Scenario planning - Strategic Plans

Congress is poised to pass a far-reaching package of health care reforms, the pharmaceutical industry is beginning to introduce a whole new class of very, very expensive biological-based therapeutics, physicians offices are [finally] moving to electronic medical records, the health insurance industry is coming under intense pressure to control costs... How are you coping with this?

  • Waiting to see what Congress does and then react

  • Sticking with traditional approaches to planning and budgeting

  • Crossing your fingers and hoping for the best

  • Feeling like a deer in the headlights

  • Planning on early retirement

We are facing an unprecedented level of change in the health care industry coupled with a dynamic shift in the demographic size of the customer bases. Planning for this unknown future has never been more critical. Standing on the sidelines is a recipe for failure but making the wrong move could be no better. What now?

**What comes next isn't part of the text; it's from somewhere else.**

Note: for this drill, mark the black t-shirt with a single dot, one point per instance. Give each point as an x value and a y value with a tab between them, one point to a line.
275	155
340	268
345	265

Scenario planning as a tool, first developed by the military as a means of predicting a wide range of possible futures and preplanning successful approaches to each, is gaining adherents as a basis for corporate planning and budgeting. A comprehensive scenario planning exercise fosters the most candid consideration, confrontation and preparation for the scenarios a company may face—including the “elephants in the room”.

We first described our approach to scenario planning in our August 2008 DeltaSigma Insight (See “What’s in your future?”) and were surprised at the response we’ve had to it. For companies that have employed this technique the most common reaction is feeling more optimistic that the company is properly preparing for tomorrow—whatever that looks like. DeltaSigma has facilitated scenario planning sessions for many of our clients. Our approach generally requires no more than two consecutive half days with key management where the scenarios are outlined and strategies to respond to them are detailed. The results of these sessions can then be incorporated into an organization’s strategic plan, budget and/or Board planning meetings.